Kerry was still a success after his short lived stint as NWA Champion that lasted only 18 days (it is reported NWA officials only allowed Kerry a brief stint as an honor to David Von Erich, and did not want to keep the strap on Kerry due to his well-documented history of drug abuse).

But Kerry became rather reckless and furthered his addiction to drugs, causing him to lose his right foot by amputation in 1986 due to a motorcycle accident in which he was under the influence of narcotics.

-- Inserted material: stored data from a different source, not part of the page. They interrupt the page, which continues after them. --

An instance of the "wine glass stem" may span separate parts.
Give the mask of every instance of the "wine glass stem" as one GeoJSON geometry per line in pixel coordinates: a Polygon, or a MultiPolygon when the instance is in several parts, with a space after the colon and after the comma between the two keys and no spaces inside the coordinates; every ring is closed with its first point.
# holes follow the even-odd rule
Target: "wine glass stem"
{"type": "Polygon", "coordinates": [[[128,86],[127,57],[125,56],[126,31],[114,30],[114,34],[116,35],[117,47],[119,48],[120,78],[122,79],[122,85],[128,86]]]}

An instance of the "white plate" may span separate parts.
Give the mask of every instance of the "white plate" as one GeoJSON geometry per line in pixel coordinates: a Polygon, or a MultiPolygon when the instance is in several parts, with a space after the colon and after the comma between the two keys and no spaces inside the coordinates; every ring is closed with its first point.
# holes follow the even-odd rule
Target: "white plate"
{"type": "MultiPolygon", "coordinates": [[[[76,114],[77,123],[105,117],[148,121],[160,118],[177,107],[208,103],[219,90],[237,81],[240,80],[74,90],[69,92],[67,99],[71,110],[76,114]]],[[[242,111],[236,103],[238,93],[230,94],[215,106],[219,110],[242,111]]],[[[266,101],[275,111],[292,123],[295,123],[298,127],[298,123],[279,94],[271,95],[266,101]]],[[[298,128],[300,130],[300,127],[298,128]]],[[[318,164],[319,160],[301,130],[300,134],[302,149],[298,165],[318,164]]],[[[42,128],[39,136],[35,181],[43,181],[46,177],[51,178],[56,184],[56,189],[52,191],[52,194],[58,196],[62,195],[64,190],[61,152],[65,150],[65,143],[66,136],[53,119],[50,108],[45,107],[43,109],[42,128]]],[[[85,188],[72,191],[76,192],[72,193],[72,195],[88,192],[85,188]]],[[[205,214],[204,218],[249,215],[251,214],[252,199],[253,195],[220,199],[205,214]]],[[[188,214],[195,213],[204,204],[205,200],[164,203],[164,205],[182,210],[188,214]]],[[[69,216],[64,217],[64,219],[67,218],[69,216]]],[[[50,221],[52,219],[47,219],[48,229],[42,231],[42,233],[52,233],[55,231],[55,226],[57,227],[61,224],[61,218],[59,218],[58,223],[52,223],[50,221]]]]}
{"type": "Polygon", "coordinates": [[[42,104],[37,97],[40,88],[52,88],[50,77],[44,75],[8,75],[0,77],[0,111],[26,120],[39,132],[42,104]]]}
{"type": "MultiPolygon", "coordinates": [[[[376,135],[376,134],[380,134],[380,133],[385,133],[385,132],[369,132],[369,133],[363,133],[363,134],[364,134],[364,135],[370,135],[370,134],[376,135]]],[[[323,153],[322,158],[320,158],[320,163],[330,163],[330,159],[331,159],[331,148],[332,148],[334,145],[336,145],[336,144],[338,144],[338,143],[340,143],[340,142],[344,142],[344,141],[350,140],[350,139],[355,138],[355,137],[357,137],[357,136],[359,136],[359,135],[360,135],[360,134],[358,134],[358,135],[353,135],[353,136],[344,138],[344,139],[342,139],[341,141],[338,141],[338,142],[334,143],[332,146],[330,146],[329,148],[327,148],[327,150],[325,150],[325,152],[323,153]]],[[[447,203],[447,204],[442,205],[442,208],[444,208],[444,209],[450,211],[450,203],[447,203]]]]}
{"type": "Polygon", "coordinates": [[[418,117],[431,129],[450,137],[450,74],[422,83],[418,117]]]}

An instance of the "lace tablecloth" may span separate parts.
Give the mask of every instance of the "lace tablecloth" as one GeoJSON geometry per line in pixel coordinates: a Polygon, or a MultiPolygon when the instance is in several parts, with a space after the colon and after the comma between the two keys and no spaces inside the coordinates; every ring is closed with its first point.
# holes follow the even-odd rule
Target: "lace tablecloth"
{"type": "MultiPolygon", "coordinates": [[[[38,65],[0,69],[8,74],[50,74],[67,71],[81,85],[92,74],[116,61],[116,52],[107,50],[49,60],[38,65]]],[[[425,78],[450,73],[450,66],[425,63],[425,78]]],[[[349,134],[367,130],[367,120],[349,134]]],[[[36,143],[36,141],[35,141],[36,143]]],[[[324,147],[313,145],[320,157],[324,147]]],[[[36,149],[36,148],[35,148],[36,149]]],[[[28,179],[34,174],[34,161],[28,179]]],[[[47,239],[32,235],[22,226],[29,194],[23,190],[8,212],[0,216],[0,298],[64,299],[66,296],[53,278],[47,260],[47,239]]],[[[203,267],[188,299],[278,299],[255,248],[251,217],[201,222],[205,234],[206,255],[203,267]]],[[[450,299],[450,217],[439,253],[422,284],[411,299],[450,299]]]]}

Despite his personal problems, he continued wrestling for various promotions before finally arriving in the WWE in 1990, as a highly popular, mid-card babyface. 

He won the WWE Intercontinental Championship from "Mr. Perfect" on August 27, 1990 at Summerslam. He held the title for three months before losing the title back to "Mr. Perfect." He continued his run as a successful mid-carder until his eventual release in the summer of 1992.

He ended his career in GWF and had his last match on February 12, 1993. Six days later he shot himself in the chest after being indicted on a drug charge.

The day before Wrestlemania XXV, The Von Erichs were inducted into the WWE Hall of Fame.  The honor was accepted by Kevin Von Erich, the oldest brother and last survivor of the Von Erich wrestling legacy.

A great wrestling family destroyed by their own fame—and the pressure to succeed—that led them down very dark paths of self-destruction. Who knows where they all would be if David hadn’t died—if the grief and pressure to live in his shadow wasn’t too much for the others to overcome.

Drugs and sorrow filled their lives where instead there should have been success and happiness. It goes to show that although these men constantly put their bodies on the line to entertain us, they are flawed, and not superhuman—merely entertainers, men, brothers, sons, and fathers.